Dépêche : Stade Français-Toulouse

 

PARIS – 25 oct 2008 (AFP) – Le Stade Français, leader du top 14, s’est incliné 26 à 13 (mi temps 13-20) face à son éternel rival et dauphin du championnat, le Stade Toulousain, samedi sur la pelouse du Stade de France.

 

Auréolés de dix victoires d’affilée, les Parisiens ont chuté face à des Toulousains plus réalistes. Trop timorés et visiblement fatigués, les joueurs du Stade Français ont concédé trop d’en-avant (11) et de pénalités que Jean Baptiste Elissade a transformé par trois fois.

 

Dès la deuxième minute, David Skrela, l’ancien parisien, réussissait un drop et inscrivait du même coup les trois premiers points du match pour Toulouse.

Piqués au vif, les Parisiens réagissaient en marquant le premier essai du match à la 14e minute par une percée de Julien Arias. Poitrenaud redonnait rapidement l’avantage à Toulouse par un essai transformé à la 20e minute, suivi de celui de Jauzion à la 27e.

 

Distanciés, les Parisiens n’ont pas trouvé la clef d’une éventuelle remontée au score. Pire lors de la seconde période, les joueurs du Stade Français n’ont inscrit aucun point.
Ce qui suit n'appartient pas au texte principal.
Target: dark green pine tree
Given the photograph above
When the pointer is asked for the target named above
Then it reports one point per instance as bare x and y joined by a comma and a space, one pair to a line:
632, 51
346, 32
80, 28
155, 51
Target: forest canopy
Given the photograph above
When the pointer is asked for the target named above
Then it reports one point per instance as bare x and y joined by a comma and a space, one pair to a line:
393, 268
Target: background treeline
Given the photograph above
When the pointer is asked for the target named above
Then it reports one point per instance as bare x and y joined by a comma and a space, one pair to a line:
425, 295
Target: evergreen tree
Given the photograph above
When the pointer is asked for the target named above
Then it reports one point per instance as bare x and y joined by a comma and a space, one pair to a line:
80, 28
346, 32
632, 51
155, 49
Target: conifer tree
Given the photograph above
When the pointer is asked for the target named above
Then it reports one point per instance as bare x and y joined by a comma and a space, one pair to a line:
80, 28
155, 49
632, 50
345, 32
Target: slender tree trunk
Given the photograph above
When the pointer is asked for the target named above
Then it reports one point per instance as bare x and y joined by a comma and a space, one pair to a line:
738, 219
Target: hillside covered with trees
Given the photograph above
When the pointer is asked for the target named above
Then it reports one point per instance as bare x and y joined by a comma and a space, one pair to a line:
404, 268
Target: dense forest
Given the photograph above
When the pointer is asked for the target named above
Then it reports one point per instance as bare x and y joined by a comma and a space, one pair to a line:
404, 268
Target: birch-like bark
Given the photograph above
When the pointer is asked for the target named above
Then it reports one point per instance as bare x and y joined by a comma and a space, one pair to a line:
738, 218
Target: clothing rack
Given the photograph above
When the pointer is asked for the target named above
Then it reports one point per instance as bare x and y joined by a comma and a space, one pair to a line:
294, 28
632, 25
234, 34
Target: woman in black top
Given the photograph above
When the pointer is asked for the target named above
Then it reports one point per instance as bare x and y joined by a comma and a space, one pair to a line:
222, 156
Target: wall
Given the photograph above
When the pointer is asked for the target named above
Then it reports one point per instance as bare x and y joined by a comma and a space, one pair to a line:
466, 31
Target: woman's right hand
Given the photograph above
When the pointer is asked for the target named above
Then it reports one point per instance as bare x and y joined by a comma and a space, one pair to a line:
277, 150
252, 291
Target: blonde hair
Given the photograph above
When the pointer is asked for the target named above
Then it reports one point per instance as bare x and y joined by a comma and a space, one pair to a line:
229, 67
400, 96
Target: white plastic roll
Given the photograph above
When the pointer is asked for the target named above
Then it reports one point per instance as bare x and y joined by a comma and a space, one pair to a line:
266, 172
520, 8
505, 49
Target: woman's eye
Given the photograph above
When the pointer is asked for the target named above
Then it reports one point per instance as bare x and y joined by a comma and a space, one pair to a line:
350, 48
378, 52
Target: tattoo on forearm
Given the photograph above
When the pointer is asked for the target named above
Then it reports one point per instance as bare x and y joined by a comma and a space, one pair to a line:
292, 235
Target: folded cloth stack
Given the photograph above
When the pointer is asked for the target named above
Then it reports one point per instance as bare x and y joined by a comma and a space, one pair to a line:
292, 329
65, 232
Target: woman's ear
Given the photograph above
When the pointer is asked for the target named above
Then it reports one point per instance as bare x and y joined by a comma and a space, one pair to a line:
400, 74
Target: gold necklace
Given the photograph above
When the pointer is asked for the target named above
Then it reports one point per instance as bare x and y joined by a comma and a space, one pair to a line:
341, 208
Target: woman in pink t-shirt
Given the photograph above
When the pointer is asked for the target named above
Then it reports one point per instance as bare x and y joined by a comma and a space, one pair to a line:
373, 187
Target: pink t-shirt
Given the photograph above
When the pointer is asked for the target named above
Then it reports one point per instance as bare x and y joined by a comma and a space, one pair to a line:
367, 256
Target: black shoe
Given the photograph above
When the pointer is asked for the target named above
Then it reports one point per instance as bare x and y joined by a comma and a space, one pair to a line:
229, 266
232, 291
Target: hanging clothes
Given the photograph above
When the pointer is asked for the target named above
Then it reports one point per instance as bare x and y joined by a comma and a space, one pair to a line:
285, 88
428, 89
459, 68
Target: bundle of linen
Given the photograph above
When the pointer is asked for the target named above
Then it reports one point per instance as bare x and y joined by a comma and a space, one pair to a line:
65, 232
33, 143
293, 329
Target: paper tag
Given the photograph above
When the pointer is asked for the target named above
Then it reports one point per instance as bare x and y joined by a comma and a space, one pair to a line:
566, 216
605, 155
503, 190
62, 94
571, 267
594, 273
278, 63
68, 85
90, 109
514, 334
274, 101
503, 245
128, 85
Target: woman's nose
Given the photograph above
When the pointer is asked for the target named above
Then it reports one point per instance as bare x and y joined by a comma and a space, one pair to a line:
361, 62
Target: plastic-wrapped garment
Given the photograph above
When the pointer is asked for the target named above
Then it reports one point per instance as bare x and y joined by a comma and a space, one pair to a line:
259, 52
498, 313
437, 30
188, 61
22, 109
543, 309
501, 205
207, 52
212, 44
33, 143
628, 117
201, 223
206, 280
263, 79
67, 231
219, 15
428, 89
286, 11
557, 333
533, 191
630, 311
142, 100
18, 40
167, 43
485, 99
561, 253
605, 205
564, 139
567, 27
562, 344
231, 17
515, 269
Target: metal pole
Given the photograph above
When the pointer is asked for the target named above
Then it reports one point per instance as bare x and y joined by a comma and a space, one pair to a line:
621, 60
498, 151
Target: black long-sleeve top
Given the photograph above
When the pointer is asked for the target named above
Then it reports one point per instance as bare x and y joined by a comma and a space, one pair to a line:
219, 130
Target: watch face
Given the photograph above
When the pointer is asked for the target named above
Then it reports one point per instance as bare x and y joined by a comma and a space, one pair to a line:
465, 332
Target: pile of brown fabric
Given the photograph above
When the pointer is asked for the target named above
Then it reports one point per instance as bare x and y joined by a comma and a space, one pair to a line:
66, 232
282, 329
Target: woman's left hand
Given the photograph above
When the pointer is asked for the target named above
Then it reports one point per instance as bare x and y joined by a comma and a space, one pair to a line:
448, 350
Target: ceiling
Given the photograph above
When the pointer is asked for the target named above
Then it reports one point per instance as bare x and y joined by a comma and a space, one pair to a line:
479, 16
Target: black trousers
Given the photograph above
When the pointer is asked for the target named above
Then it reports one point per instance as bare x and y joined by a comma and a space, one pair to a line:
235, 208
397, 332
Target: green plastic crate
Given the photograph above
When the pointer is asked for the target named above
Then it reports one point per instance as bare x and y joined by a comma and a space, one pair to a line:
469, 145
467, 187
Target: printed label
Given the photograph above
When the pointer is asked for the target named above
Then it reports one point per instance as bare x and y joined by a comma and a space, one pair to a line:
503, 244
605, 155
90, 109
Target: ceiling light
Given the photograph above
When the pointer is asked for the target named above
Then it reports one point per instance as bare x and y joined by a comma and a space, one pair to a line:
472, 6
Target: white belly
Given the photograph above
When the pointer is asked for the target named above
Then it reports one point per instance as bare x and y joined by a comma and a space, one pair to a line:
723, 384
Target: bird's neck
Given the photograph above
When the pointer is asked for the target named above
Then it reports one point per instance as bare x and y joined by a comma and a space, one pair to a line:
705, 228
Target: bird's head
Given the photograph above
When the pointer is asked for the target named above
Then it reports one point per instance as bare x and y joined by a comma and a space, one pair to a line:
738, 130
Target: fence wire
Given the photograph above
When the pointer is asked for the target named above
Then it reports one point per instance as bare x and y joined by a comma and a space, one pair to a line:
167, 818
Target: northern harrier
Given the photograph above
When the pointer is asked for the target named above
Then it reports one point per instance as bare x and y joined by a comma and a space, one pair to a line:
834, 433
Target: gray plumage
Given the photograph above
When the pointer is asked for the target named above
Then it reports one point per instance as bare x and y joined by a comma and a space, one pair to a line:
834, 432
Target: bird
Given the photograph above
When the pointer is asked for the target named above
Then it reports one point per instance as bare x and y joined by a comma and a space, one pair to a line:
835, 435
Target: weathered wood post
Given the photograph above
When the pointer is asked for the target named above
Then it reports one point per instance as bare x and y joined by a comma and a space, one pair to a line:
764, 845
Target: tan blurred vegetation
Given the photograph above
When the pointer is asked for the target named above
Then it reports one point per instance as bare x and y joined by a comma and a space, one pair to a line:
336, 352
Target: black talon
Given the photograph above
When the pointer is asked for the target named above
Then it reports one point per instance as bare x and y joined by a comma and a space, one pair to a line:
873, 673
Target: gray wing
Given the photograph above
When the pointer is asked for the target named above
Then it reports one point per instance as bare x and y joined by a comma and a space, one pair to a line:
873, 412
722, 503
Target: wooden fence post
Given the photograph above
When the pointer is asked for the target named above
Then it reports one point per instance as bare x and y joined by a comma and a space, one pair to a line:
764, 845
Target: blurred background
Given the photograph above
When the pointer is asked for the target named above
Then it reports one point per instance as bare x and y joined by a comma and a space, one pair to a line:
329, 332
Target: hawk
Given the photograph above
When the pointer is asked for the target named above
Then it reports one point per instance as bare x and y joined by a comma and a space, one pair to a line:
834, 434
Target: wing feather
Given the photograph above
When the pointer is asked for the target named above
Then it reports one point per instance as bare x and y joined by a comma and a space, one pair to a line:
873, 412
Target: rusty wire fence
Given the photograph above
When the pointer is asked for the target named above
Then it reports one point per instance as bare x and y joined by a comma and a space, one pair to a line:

A l’image de l’impuissance parisienne, Beauxis perdis par deux fois l’occasion pour son équipe de se rapprocher des Toulousains en ratant deux pénalités (45e 46e) alors qu’Elissade creusait, lui, un peu plus l’écart avec deux pénalités réussies (52e 57e).

 

Toujours premier du championnat avec 31 points, le Stade Français voit se rapprocher à grands pas le Stade Toulousain qui affiche désormais 27 points au compteur et qui devrait profiter de la rentrée de Michalak, victorieux avec les Sharks de la Currie Cup.